The Promise of Happiness by  (Page 91)

Sara Ahmed: The Promise of Happiness (2010)

Let’s take this figure of the feminist killjoy seriously. Does the feminist kill other people’s joy by pointing out moments of sexism? Or does she expose the bad feelings that get hidden, displaced, or negated under public signs of joy? Does bad feeling enter the room when somebody expresses anger about things, or could anger be the moment when the bad feelings that circulate through objects get brought to the surface in a certain way? Feminist subjects might bring others down not only by talking about unhappy topics such as sexism but by exposing how happiness is sustained by erasing the very signs of not getting along. Feminists do kill joy in a certain sense: they disturb the very fantasy that happiness can be found in certain places. To kill a fantasy can still kill a feeling. It is not just that feminists might not be happily affected by the objects that are supposed to cause happiness but that their failure to be happy is read as sabotaging the happiness of others.
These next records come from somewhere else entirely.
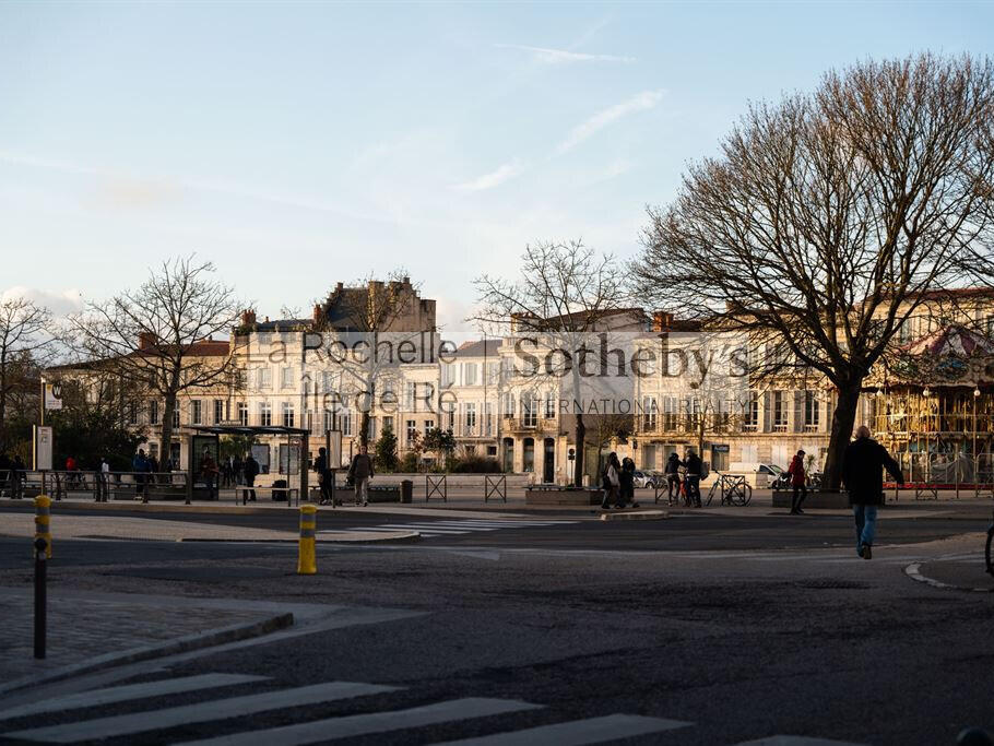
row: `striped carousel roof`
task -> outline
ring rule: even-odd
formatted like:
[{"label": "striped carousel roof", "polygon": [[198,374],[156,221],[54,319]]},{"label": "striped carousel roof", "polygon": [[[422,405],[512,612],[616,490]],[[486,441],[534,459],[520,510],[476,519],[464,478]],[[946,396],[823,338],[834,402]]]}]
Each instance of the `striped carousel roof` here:
[{"label": "striped carousel roof", "polygon": [[994,355],[994,342],[978,332],[949,324],[906,345],[902,351],[910,355],[928,357],[972,357]]}]

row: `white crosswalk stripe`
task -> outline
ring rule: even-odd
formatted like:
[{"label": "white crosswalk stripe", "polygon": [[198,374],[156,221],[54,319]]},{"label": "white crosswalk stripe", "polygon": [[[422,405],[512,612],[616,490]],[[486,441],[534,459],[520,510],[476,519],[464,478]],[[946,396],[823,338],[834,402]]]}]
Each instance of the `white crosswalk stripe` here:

The Promise of Happiness by  (Page 66 - 67)

Sara Ahmed: The Promise of Happiness (2010)

The figure of the female troublemaker thus shares the same horizon with the figure of the feminist killjoy. Both figures are intelligible if they are read through the lens of the history of happiness. Feminists might kill joy simply by not finding the objects that promise happiness to be quite so promising. The word feminism is thus saturated with unhappiness.

The Promise of Happiness by  (Page 64 - 65)

Sara Ahmed: The Promise of Happiness (2010)

Any deviation from gender roles defined in terms of women being trained to make men happy is a deviation from the happiness of all. (...) Women must learn to make men happy in order to keep families together, in order to prevent recreation from taking place elsewhere. It is women’s duty to keep happiness in house.

The Promise of Happiness by  (Page 55)

Sara Ahmed: The Promise of Happiness (2010)

The happy family is both a myth of happiness, of where and how happiness takes place, and a powerful legislative device, a way of distributing time, energy, and resources. The family is also an inheritance. To inherit the family can be to acquire an orientation toward some things and not others as the cause of happiness. In other words, it is not just that groups cohere around happy objects; we are asked to reproduce what we inherit by being affected in the right way by the right things.